After a lot of scrolling on her phone and research on social media, Los saw an opportunity to bring grazing tables – long banquet tables filled with various foods to share - to Suva.
“Giving it a go and trying new things gave me a lot more insight into how big the market for this actually is and how big the demand was for something new,” she said.
Kanalevu Kitchen had business booked four months ahead, through to July 2020, and that’s when Los decided to grow her team, hiring five new staff members, one of whom was her husband Frank.
But like many, Covid-19 restrictions saw Kanalevu Kitchen’s business dry up overnight.
People were working from home, meeting on the phone or over Zoom, and there was no need for catering services.
Time out from the business forced Los to put her thinking cap on and change things up by catering to essential workers who still had to go to work during lockdown.
“Funnily enough, that downtime was a blessing in disguise for us,” Los said.
We revisited our business plan and changed things up to suit the economic climate we were in.”

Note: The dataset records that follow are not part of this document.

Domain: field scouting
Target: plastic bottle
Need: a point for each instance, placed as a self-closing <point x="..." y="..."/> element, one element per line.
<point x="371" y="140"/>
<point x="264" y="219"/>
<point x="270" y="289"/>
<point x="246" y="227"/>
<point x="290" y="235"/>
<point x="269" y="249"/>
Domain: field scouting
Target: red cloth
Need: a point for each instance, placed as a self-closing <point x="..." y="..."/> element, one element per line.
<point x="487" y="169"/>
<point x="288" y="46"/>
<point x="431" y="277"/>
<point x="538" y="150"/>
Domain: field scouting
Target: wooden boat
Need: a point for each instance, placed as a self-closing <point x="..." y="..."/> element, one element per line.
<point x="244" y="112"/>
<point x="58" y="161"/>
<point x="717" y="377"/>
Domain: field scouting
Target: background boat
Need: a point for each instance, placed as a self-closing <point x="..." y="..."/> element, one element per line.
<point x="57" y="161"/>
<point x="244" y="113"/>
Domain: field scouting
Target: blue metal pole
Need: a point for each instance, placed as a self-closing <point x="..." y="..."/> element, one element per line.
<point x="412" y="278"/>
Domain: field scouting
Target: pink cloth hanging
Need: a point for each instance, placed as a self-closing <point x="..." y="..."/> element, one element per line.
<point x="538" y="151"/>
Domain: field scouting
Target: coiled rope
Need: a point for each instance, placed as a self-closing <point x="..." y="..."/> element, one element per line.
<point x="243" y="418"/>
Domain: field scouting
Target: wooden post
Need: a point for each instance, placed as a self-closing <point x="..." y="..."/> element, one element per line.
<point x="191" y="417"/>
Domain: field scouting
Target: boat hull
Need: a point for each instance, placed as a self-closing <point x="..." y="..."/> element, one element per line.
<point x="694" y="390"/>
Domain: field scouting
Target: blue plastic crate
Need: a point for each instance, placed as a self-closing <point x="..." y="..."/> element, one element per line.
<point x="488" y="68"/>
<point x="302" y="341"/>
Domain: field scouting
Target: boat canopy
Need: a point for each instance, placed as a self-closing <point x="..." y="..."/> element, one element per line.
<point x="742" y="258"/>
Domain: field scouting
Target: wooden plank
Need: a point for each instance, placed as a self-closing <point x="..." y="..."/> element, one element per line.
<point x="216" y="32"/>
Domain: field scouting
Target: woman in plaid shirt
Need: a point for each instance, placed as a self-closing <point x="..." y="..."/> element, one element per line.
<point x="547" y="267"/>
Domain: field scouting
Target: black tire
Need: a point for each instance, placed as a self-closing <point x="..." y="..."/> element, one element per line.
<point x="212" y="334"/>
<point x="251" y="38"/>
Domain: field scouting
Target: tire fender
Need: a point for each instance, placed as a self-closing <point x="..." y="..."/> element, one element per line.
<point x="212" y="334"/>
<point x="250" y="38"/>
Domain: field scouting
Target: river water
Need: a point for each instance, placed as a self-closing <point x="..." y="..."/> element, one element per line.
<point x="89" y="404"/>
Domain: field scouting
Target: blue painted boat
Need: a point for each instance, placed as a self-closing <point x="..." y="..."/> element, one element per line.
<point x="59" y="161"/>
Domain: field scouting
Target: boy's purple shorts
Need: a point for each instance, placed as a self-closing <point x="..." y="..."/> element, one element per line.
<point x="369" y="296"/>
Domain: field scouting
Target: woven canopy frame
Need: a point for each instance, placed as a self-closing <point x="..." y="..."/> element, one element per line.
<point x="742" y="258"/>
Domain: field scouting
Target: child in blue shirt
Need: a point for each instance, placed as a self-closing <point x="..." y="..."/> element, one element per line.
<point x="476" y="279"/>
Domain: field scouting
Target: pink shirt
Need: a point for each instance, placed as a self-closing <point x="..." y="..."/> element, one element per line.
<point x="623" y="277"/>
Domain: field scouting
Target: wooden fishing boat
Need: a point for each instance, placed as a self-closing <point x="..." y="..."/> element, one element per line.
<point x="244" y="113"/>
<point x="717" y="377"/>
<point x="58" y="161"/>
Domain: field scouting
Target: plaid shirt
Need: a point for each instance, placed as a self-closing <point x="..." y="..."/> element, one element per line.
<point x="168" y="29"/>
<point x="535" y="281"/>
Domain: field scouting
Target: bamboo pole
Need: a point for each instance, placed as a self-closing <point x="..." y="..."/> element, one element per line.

Los had completed an ANZ MoneyMinded course prior to starting Kanalevu Kitchen and she revisited her vision for the business.
“MoneyMinded initially gave us a structure and somewhere to start off. It helped me make the mental shift from the office and figure out my vision for life”.
“In the midst of a pandemic you never fall short of ideas.
“I saw everyone doing food deliveries to people’s homes but no one was doing it for the essential workers and businesses that had to continue running.
“So we pivoted our deliveries to corporate office workers and essential workers and collaborated with others in the industry who were affected by the lockdown, sharing venues, skills and expertise.”